As older children mature they will be able to help with the younger ones and take a lot of the housework off your hands. Soon the older ones will marry; so you cant expect to have dozens of children in the house at one time even if you had a super large family. While other women are having hot flashes and growing moustaches and experiencing all the delightful effects of early menopause, you will sail serenely along with your youthful complexion (although maybe not youthful waistline). While other women are smitten by empty nest syndrome and midlife crisis and all those other modern ailments affecting women whose span of motherhood only lasts to age 40, you will still have little ones who need you. When you finally start slowing down, the last will be grown, and you will be a real expert on mothering, able to lend your invaluable help with your grandchildren and the children of the younger women in the church.

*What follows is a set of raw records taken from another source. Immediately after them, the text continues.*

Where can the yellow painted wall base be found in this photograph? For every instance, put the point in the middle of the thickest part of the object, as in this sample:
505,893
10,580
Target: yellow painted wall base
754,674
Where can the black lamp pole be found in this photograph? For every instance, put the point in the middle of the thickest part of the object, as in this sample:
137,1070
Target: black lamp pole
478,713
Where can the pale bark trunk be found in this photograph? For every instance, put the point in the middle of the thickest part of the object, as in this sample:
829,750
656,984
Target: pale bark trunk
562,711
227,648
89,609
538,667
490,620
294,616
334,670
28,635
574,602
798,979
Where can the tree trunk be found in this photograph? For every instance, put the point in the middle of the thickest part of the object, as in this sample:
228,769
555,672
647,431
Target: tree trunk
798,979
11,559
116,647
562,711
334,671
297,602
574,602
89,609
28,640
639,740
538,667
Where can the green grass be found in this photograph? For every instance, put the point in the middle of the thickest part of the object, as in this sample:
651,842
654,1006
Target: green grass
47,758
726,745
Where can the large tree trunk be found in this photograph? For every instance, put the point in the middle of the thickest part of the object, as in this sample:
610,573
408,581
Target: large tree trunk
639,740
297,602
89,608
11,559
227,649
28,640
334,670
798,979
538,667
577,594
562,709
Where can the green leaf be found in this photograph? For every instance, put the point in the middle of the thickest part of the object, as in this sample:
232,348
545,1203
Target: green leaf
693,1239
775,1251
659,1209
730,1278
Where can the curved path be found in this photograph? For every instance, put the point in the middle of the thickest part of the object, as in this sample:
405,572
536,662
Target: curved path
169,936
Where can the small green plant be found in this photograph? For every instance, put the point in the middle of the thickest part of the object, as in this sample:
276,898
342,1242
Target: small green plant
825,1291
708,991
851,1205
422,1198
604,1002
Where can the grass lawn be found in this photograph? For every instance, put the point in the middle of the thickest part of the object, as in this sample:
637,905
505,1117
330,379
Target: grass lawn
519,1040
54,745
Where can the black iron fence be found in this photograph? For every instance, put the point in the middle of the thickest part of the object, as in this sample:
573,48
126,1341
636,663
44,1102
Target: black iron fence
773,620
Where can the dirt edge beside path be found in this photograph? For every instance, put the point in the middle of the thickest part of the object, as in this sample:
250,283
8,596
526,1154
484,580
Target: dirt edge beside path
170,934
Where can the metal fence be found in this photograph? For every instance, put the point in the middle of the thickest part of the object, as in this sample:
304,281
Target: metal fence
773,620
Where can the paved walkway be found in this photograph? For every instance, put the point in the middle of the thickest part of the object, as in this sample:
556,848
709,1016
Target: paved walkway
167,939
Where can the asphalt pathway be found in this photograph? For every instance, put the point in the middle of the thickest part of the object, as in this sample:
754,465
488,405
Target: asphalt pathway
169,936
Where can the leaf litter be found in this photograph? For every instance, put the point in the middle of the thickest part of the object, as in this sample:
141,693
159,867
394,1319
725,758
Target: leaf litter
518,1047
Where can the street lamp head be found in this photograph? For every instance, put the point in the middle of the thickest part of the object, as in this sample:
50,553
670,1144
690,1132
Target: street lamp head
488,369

It is foolish to assume that because I am fertile today I will be tomorrow. We can’t coung on the blessing of fertility lasting forever. I believe that once we start looking more realistically at our fertility, seeing it as a fragile and special blessing which many will never have and which everyone eventually loses, we will have a higher respect for babies.
If I don’t want a baby today, but do tomorrow, I may find when tomorrow comes that I have already missed my only chance.
Okay yeah so I don’t need to tell you that Eddy isn’t completely on board with this, but if he is a christian which I know he is than there is no way that the Holy Spirit will not eventually convict his heart in this area. So for those of you who read this far into my blog, pray with me for my husband please. And if you don’t agree with it, that is fine too. Afterall, you can’t really argue with scripture.